Luis Sagasti, autor de "Lenguas vivas"

Algo nuevo

Luis Sagasti, escritor bahiense, erudito, brillante, sensible, escribió y publicó hace poco un libro. Y poco son meses, a lo mejor. Son días. Qué sé yo. Es su último libro hasta ahora. Es nuevo, entonces, porque si le preguntaran él dirá, con precisión, sin suponer, que es su “nuevo”, no su “último” libro. Se llama Lenguas Vivas, en la tapa hay dibujos elementales de casitas que sacan humo por las chimeneas, un fuego encendido. Todo, menos el fuego, es celeste, blanco, gris. Frío.
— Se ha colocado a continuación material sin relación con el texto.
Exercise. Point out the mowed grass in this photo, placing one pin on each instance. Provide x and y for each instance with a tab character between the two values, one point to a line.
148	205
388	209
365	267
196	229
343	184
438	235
Lenguas vivas cuenta historias de idiomas, de dialectos y lenguajes, de modos de nombrar y decir las cosas. Elige lo episódico para contar, lo arbitrario, lo circunstancial, porque (acierta) ese es el modo en el que cuenta la memoria. Nos enteramos de algunos hechos: en 2022 murió Cristina Calderón, la última hablante nativa que tuvo al yagán como lengua materna. Era, el yagán, la lengua más austral del mundo y hasta inicios del siglo xx, se hablaba en el área costera de la isla de Tierra del Fuego y en las islas y canales entre el canal de Beagle y el cabo de Hornos. Ahora, de eso, queda un recuerdo fragmentado, poco registro.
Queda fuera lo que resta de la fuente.